In Peru, we continue to make progress with the project Strategies for coordination between society and public institutions against gender-based violence against women and LGBTQI+ people in El Agustino, Lima. It seeks to contribute to the fight against macho violence and hate speech that violate the rights of women and LGBTQI+ people in this area of Lima, strengthening women’s organisations, groups of egalitarian men and LGBTQI+ collectives in political advocacy and citizen vigilance and improving care for victims of violence in public services.

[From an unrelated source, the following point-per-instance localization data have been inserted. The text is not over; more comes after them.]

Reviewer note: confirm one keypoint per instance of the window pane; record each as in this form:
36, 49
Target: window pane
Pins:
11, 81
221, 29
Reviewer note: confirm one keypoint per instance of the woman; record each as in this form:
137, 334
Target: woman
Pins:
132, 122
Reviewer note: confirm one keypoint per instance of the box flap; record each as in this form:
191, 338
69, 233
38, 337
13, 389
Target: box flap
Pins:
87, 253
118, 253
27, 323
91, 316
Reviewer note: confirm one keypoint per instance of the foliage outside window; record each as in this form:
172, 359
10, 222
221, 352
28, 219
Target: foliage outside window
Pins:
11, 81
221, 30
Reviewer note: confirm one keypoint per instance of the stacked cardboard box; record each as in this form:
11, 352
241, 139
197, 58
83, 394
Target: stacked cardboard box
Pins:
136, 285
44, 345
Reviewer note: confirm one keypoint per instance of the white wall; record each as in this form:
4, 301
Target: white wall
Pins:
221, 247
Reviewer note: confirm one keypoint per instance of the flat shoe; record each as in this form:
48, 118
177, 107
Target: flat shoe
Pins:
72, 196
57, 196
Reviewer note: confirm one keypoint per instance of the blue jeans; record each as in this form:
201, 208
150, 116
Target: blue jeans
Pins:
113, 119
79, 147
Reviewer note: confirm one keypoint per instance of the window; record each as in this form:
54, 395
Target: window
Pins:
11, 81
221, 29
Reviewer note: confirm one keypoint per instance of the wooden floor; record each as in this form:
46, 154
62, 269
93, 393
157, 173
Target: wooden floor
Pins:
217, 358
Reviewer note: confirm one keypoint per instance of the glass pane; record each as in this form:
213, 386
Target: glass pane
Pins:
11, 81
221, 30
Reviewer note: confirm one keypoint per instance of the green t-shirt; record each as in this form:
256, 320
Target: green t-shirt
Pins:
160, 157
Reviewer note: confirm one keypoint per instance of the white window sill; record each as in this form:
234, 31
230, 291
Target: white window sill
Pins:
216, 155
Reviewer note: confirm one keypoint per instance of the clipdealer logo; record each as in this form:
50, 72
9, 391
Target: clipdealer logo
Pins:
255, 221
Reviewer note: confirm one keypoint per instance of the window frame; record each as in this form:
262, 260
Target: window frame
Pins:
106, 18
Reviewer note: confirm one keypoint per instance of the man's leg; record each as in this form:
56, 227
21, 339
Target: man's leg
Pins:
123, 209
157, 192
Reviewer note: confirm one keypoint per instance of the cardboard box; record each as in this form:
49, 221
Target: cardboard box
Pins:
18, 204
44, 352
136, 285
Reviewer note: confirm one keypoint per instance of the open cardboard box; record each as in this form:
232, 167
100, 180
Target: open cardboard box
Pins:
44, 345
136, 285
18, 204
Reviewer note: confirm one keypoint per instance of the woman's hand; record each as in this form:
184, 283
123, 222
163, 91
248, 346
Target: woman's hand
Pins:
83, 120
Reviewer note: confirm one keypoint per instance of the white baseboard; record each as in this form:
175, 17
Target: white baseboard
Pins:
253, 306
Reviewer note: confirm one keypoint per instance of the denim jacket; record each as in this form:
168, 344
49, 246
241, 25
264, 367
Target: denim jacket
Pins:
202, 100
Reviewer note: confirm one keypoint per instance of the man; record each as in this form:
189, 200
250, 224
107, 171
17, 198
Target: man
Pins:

In Morocco, in the region of Tangier-Tetouan-Al Hoceima, the project Improving assistance to victims of gender-based violence in public health services promotes women’s rights, with special attention to the inclusion of migrant women, through assistance to women victims of gender-based violence in public health services, promoting the right to health and the reduction of gender inequality with an intercultural approach.

In Mali (in the area of Koulikoro), we care for 200 women for the third consecutive year. In this project we offer medical care and training on different subjects: maternal and child nutrition, excision, sexually transmitted infections (STIs), family planning and personal hygiene. Among the objectives, one is to involve fathers in pregnancy and active parenthood, as well as in co-responsibility in health, and therefore a process of training husbands in the care of pregnant women and babies, STIs, family planning and prenatal care is initiated.

Time is running out if we are to achieve by 2030 the commitment made to ensure universal access to sexual and reproductive health services, including family planning, information and education, and the integration of reproductive health into national strategies and programmes. This is recommended by SDG target 3.7.